Shoppers are planning sales strategies as Black Friday draws near – and in some cases, earlier in the season than ever before.

Black Friday is an industry trend that occurs the day after Thanksgiving to kick off the season of holiday shopping with massive sales.  Black Friday is very important to business and has been for the last 70 years, said Business Department Chair and economist Tim Kearney.

“Knowing that consumers will be spending during that following month goes all the way back well before the ‘30s. President Roosevelt changed the day of Thanksgiving to add an extra Thursday to the year to get an extra week of spending,” said Kearney. “So, it’s a long standing tradition and then the tradition feeds on itself – a lot of people are off of work, home for long weekends – so there should be a lot of people at the Crossing’s Outlets, or Reading Markets from New Jersey.”

Companies use this date only as an opportunity to extend the shopping period but to increase yearly profits.  According to TIME magazine, the term “Black Friday” originated in 1864 to mark a stock market panic but was appropriated to describe the rush of crowds in stores in the 1960s.  The term refers to accounting balance sheets in which black ink represents  profit.

Kearney said the early-buying trend is crucial for retail corporations.

“Companies, even if they have different types of companies, like Target versus Best Buy, they’re all competing for consumers’ holiday spending,” said Kearney, “So, no one can afford to be left out from a day like Black Friday. They’re all in competition with one other and if one company says, ‘I’m not going to do that; I’m going to offer something later,’ that big rush of consumer dollars would have already occurred and so, consequently, even though it seems overdone, it’s that kind of warily eyeing each other that companies will participate in one way or another.”

This is something that sophomore business major Bridget Guarneri understands very well. Her economics class debated the deals Black Friday sales have to offer.

“All the companies advertise like crazy, and they put all of their effort into these few months so that on Black Friday you are persuaded to buy their product. They will do everything they can to get you to buy something on Black Friday. Even if that means slashing their prices,” said Guarnieri.

Companies such as Kmart, Target and Walmart are offering new hours for shopping – earlier, on Thanksgiving evening – to better suit customers who’d rather shop at a more convenient time.

Sophomore OT major Samantha Rehrig said she still enjoys Black Friday midnight shopping excursions.  She experienced Black Friday for the first time last holiday season with her mother – and the pair shopped almost until they dropped: they hit the stores for eight hours.

“We were at Kohl’s and I sat in the men’s section on the floor because I literally was just so tired, but my experience wasn’t that bad. Nobody punched people when I was there, it wasn’t anything horrible,” she said. “At Target they were having some issues with shoplifting so they made the lines weave in and out of the aisles for the registers. So we were in lines for maybe two hours but we ran into people that we knew. So, it kind of sucked but it was really cool at the same time.”

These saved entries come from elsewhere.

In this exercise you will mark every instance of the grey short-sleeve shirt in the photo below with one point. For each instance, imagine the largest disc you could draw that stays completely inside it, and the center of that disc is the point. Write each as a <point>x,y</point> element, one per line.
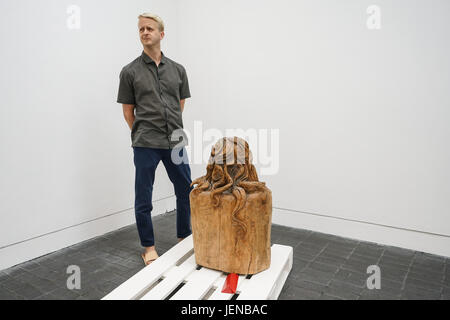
<point>156,92</point>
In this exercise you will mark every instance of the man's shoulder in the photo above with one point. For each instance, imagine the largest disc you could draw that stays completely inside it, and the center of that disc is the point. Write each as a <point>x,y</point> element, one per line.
<point>179,66</point>
<point>131,67</point>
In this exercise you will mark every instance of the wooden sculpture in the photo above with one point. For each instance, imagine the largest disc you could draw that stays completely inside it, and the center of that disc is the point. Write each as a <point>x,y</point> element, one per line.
<point>231,212</point>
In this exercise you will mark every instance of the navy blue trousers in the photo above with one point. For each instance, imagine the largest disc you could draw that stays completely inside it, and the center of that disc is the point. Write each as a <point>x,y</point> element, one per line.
<point>146,160</point>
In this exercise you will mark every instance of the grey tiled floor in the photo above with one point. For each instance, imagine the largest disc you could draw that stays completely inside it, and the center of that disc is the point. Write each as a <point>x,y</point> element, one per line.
<point>325,267</point>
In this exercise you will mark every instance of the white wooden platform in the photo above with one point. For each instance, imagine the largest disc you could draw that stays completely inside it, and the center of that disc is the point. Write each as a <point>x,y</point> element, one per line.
<point>175,275</point>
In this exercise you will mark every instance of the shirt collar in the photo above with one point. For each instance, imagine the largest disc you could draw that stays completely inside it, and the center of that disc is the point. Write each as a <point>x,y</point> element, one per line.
<point>147,59</point>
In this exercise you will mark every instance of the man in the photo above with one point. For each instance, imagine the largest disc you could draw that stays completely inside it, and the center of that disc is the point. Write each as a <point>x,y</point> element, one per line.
<point>156,88</point>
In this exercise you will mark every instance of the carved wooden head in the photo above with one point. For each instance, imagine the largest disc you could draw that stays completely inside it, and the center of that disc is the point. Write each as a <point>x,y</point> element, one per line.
<point>230,170</point>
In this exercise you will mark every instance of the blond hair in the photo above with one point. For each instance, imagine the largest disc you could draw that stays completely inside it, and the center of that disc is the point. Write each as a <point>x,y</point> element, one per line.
<point>153,17</point>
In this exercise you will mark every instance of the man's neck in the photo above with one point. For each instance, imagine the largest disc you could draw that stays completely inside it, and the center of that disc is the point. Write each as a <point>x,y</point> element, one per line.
<point>154,53</point>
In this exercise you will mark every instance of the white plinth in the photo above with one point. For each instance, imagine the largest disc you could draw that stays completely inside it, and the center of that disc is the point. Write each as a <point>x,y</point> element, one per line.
<point>177,267</point>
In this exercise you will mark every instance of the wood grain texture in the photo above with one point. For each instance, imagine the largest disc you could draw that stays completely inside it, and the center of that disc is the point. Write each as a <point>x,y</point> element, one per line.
<point>231,212</point>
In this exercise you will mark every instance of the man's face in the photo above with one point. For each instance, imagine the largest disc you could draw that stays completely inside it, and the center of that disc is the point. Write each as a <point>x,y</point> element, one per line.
<point>149,32</point>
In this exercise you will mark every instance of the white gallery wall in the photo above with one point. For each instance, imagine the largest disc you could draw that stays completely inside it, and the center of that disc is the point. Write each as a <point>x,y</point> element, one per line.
<point>363,114</point>
<point>67,171</point>
<point>358,116</point>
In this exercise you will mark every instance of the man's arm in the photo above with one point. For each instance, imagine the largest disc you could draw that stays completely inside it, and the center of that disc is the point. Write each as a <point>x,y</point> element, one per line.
<point>128,113</point>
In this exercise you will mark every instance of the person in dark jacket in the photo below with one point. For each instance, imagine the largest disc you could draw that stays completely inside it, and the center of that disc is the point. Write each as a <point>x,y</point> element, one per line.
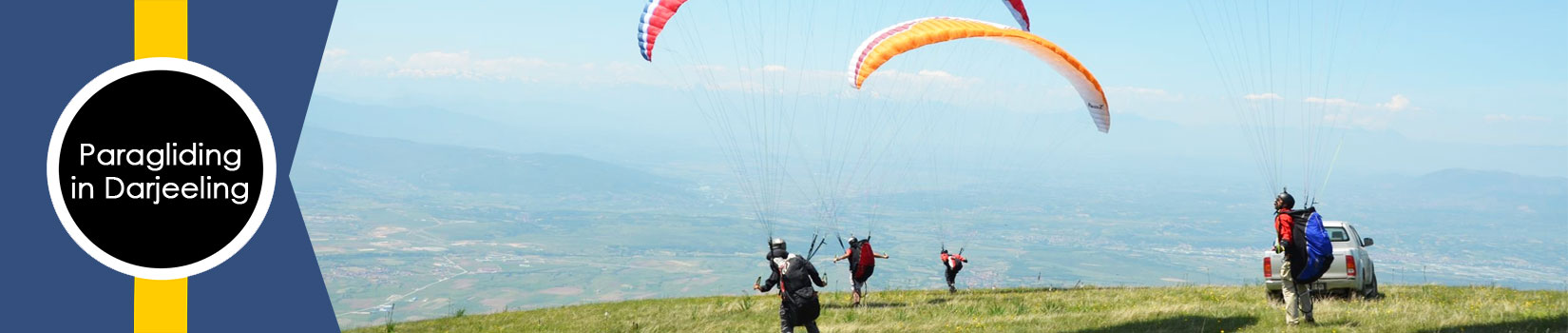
<point>794,277</point>
<point>1297,297</point>
<point>952,263</point>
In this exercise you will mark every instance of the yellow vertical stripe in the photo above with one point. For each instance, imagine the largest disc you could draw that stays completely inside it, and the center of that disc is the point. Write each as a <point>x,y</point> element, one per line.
<point>161,29</point>
<point>161,305</point>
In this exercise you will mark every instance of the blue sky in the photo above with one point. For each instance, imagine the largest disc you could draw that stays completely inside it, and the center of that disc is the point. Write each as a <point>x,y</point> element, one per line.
<point>1440,72</point>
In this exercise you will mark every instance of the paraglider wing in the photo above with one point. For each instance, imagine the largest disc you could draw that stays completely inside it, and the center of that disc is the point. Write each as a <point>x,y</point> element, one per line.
<point>656,14</point>
<point>895,40</point>
<point>1017,7</point>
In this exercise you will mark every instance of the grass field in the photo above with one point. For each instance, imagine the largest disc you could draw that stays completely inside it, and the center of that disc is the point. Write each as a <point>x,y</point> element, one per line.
<point>1187,308</point>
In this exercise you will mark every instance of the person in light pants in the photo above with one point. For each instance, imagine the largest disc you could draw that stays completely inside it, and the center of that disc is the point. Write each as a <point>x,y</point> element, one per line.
<point>1297,297</point>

Rehrig recommends that shoppers create a list beforehand so they can snag good deals. She had an iPod Touch on her list and planned to get to Target first. She said planning made her experience a lot easier.

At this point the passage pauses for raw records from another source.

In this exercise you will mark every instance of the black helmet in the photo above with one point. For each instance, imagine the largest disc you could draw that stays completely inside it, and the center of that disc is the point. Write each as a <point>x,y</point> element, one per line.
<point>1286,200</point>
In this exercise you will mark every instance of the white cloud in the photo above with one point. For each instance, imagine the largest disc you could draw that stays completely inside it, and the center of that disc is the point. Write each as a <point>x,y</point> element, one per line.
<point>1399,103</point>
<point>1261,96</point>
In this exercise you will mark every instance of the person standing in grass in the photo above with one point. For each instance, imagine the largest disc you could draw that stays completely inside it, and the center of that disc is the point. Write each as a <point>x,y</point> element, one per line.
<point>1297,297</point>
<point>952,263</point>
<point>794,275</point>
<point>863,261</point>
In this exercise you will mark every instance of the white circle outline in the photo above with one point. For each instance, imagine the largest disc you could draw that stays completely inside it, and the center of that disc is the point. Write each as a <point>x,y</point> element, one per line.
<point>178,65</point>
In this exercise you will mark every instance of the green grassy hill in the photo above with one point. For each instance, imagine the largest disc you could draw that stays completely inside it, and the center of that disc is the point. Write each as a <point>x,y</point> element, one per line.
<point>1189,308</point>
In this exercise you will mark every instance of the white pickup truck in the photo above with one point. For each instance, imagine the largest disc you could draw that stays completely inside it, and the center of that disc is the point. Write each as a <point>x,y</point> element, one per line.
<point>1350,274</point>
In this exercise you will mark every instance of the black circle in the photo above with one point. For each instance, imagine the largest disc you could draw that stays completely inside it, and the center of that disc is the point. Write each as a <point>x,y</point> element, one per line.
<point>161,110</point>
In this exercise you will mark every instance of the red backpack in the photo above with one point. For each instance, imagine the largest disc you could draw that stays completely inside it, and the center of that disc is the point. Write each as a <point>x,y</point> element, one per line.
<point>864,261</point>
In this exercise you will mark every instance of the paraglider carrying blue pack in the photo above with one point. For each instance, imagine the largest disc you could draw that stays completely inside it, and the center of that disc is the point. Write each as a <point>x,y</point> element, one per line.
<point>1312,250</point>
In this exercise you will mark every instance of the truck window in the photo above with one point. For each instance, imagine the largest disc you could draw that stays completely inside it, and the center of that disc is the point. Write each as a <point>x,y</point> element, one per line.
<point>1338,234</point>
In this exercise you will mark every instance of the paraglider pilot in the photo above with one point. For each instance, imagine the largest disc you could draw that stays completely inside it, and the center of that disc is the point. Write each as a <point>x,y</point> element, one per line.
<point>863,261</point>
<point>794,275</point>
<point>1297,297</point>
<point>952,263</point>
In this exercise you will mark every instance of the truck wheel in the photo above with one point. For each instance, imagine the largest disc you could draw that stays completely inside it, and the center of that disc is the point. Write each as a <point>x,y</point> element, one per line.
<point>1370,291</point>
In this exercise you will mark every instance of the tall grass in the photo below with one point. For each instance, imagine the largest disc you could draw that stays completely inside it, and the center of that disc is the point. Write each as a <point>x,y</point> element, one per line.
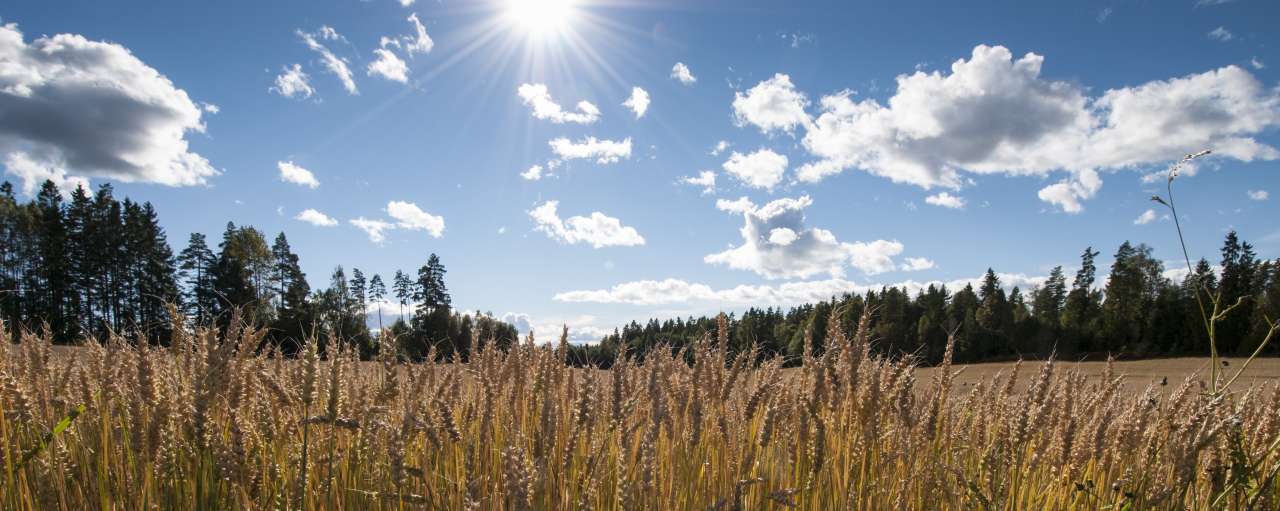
<point>208,423</point>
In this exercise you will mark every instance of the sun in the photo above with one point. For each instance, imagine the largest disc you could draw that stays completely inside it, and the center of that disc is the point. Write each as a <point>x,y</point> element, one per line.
<point>540,17</point>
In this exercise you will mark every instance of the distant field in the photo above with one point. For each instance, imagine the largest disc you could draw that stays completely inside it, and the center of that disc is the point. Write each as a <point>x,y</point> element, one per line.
<point>1138,374</point>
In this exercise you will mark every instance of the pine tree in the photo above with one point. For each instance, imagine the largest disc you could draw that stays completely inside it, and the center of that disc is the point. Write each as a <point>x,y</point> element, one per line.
<point>196,263</point>
<point>1047,301</point>
<point>403,290</point>
<point>1239,284</point>
<point>376,293</point>
<point>291,283</point>
<point>1082,306</point>
<point>242,272</point>
<point>360,290</point>
<point>53,277</point>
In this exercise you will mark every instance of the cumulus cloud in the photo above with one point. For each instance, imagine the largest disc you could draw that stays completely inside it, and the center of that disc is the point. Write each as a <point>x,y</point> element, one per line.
<point>740,205</point>
<point>296,174</point>
<point>408,215</point>
<point>772,104</point>
<point>388,65</point>
<point>681,73</point>
<point>581,329</point>
<point>90,108</point>
<point>597,229</point>
<point>917,264</point>
<point>315,218</point>
<point>720,147</point>
<point>534,173</point>
<point>638,103</point>
<point>33,174</point>
<point>676,291</point>
<point>333,63</point>
<point>604,151</point>
<point>374,228</point>
<point>993,114</point>
<point>292,82</point>
<point>536,97</point>
<point>1146,218</point>
<point>1068,194</point>
<point>759,169</point>
<point>776,243</point>
<point>705,179</point>
<point>946,200</point>
<point>419,42</point>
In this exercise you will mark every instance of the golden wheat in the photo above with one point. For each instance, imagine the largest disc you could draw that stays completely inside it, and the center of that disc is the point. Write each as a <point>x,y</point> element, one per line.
<point>206,423</point>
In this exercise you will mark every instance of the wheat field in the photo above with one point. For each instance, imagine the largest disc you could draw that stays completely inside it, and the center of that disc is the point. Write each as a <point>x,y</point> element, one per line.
<point>209,423</point>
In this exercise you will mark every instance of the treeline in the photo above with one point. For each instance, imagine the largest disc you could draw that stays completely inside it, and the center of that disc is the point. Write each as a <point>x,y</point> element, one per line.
<point>92,265</point>
<point>1137,313</point>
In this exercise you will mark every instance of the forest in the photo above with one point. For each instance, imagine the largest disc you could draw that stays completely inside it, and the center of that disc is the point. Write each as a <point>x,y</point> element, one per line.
<point>1137,313</point>
<point>92,265</point>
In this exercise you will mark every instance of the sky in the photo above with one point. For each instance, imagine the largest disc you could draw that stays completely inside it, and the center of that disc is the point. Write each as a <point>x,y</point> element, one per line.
<point>592,163</point>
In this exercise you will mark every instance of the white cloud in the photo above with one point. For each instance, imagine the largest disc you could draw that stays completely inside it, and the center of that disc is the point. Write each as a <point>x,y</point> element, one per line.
<point>33,174</point>
<point>772,252</point>
<point>598,229</point>
<point>1146,218</point>
<point>292,173</point>
<point>333,63</point>
<point>720,147</point>
<point>782,236</point>
<point>772,104</point>
<point>759,169</point>
<point>315,218</point>
<point>535,96</point>
<point>740,205</point>
<point>388,65</point>
<point>292,82</point>
<point>676,291</point>
<point>581,329</point>
<point>993,114</point>
<point>917,264</point>
<point>681,72</point>
<point>407,215</point>
<point>534,173</point>
<point>705,179</point>
<point>1068,194</point>
<point>946,200</point>
<point>374,228</point>
<point>604,151</point>
<point>96,110</point>
<point>419,42</point>
<point>638,103</point>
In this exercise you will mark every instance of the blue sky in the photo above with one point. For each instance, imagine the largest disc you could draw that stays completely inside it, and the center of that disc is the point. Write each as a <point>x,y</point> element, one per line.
<point>922,141</point>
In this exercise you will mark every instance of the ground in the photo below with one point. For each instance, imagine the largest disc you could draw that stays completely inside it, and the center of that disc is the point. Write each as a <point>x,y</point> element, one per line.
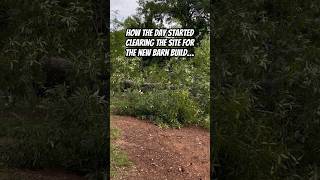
<point>159,154</point>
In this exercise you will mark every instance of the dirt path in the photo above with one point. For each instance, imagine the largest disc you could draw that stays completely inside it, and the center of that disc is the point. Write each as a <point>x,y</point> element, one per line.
<point>37,175</point>
<point>160,154</point>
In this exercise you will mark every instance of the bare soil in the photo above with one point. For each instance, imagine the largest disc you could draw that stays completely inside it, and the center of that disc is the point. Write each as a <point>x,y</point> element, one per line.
<point>162,154</point>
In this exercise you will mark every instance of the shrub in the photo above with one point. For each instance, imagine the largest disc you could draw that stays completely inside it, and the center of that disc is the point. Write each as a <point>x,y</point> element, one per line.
<point>174,108</point>
<point>69,136</point>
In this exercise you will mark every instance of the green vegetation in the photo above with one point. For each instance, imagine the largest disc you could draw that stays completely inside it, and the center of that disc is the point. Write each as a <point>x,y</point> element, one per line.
<point>266,89</point>
<point>118,158</point>
<point>177,93</point>
<point>52,109</point>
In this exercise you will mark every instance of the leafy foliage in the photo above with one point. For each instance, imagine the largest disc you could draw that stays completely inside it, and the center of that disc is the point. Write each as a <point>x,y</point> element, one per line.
<point>61,127</point>
<point>266,92</point>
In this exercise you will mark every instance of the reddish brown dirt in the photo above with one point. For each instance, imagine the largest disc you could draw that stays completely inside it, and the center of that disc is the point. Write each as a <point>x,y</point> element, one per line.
<point>162,154</point>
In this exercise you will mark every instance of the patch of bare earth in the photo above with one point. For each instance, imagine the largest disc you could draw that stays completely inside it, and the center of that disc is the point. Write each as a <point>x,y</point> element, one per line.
<point>160,154</point>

“We went to Target first because that was the absolute thing we needed on sale. Then you have your second and third choices based on that. You don’t go into Black Friday blind,” she said.

For those who do not enjoy the rush or crowds of Black Friday there is always Cyber Monday, another trend for consumers who want to snag items at reduced prices.

“It’s for people who don’t want to deal with the crowds and the people that forget to get stuff that they should have picked up on Black Friday, so it’s a better sale online,” said Rehrig.